The Perth Gazette and Independent Journal of Politics and News 1 October 1852.

They are pretty much the same text reproduced here for easy reading:

"A fatal affray occurred at Peg-leg Gully on Saturday last. A dispute between two men arose about a hole, and violence was resorted to. The man who got the worst of the struggle chanced to be an Irishman. He went away and returned with a number of his countrymen, who had armed themselves with pick-handles and other bludgeons. A regular fight ensued, and the Irishmen were beaten back. They returned to the attack, however, to the number of about 150, and on this occasion fire-arms were displaced. They scorched the tents of several parties for a man whom they wished to find, and among others, that of three brothers named Hood. One of the Hoods ordered them to leave the tent, and on their refusing, turned them out. An Irishman, named Jeremiah Fahey, then struck one of the Hoods on the head with a bludgeon, through the calico of the tent, when Hood fired, and Fahey fell dead. A general engagement now took place, and many individuals were wounded, some of them severely. A man named Casey suffered concussion of the brain, and is said to be since dead.

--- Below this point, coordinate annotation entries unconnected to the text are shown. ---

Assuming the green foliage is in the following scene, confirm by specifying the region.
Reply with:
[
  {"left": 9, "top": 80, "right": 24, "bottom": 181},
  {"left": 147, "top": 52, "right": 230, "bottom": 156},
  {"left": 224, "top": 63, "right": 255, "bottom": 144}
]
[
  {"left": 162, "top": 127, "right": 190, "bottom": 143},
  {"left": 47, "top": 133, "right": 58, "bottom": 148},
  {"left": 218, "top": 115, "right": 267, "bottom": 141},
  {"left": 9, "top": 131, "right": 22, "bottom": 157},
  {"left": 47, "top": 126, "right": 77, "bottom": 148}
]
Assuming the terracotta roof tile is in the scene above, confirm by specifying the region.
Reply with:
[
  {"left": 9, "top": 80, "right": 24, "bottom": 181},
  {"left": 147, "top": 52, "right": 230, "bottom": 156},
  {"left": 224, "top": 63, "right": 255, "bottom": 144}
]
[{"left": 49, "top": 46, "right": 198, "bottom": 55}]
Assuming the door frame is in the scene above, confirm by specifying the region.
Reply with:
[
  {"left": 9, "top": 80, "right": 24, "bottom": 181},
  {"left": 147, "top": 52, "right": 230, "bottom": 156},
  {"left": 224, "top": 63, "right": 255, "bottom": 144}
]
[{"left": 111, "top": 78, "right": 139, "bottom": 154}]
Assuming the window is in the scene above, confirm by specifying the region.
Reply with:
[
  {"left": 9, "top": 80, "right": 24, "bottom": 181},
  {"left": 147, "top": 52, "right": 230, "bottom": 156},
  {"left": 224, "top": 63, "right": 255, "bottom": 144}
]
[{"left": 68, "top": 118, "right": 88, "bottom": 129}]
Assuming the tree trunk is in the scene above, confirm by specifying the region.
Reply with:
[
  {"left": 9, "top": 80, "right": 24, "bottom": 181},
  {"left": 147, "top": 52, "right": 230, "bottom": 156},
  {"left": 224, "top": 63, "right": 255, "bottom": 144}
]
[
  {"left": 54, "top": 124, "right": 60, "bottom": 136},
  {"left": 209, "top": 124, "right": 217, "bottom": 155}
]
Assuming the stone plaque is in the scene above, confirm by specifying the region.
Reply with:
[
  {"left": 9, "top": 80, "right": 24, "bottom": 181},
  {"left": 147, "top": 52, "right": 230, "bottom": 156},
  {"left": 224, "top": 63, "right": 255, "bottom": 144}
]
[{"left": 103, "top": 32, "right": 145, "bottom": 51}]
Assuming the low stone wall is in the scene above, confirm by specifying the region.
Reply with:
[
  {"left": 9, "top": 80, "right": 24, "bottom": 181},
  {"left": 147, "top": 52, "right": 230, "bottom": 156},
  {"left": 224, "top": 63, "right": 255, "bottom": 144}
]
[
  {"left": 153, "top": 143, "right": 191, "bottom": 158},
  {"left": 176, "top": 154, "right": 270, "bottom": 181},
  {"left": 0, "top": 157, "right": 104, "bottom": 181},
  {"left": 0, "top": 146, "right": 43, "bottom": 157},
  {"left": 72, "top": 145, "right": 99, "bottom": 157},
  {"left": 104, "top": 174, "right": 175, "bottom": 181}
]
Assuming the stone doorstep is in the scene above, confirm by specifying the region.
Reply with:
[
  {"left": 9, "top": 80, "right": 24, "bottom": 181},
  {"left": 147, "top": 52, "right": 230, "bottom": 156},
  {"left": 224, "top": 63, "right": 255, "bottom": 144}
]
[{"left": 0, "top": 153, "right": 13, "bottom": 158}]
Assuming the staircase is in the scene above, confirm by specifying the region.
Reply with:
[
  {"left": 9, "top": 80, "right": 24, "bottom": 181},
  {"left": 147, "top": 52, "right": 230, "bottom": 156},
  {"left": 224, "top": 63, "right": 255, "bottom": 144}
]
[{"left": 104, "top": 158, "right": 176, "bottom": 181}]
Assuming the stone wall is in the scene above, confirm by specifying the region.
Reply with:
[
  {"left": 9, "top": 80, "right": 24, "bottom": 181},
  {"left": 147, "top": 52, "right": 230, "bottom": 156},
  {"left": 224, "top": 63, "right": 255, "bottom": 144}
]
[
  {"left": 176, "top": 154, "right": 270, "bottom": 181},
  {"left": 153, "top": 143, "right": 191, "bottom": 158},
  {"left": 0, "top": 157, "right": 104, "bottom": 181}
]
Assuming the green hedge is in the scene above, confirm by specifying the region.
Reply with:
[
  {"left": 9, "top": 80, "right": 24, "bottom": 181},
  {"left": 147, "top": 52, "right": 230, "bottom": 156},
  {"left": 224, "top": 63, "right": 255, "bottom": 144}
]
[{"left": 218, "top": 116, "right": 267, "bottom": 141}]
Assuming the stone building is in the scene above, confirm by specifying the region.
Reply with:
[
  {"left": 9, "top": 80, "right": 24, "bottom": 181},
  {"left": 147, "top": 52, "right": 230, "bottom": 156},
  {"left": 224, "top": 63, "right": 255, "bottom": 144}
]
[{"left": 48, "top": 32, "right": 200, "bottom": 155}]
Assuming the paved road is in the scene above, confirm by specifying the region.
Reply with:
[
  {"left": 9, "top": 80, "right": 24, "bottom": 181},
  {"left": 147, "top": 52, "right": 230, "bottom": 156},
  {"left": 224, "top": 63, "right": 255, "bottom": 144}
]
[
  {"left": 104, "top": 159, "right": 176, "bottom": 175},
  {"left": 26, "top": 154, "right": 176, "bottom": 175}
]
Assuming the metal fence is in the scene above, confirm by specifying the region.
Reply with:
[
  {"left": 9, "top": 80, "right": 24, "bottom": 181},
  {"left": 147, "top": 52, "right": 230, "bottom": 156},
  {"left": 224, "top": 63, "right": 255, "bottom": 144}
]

Another received a severe wound with a pick on the back of the neck. Broken arms and legs and heads were numerous. The assailants bore away five very severely injured, to what part of the bush is not known. The three Hoods are in safety, which probably they would not be if following their usual avocations. The verdict in Fahey's case, "Justifiable Homicide," has irritated the Irishmen, and they promise to repeat the attack. It is to be regretted that the affray assumed a somewhat national aspect. Disputes, hitherto, having been usually confined to Gold claims, have been of short duration and trivial consequence; but the introduction of national prejudice is likely to aggravate and perpetuate the present feud, especially in the somewhat lawless locality in which it occurred."  

(There was no mention of an inquest for Casey listed in the Inquests)

So remember to expand your search to other geographic locations that may report on your event and it is also important to allow enough time as often it will be reported much later in those newspapers ie 11 September in South Australia and 1st October in Perth  for an event that occurred in August in Bendigo.

Victorian inquest reports are held at the Public Record Office of Victoria, at this stage not available on their website as digital images. It looks as though they have been digitised as Family Search have a page saying it is a coming collection but only from 1865-1925 so maybe they will also become available at PROV online  sometime in the future.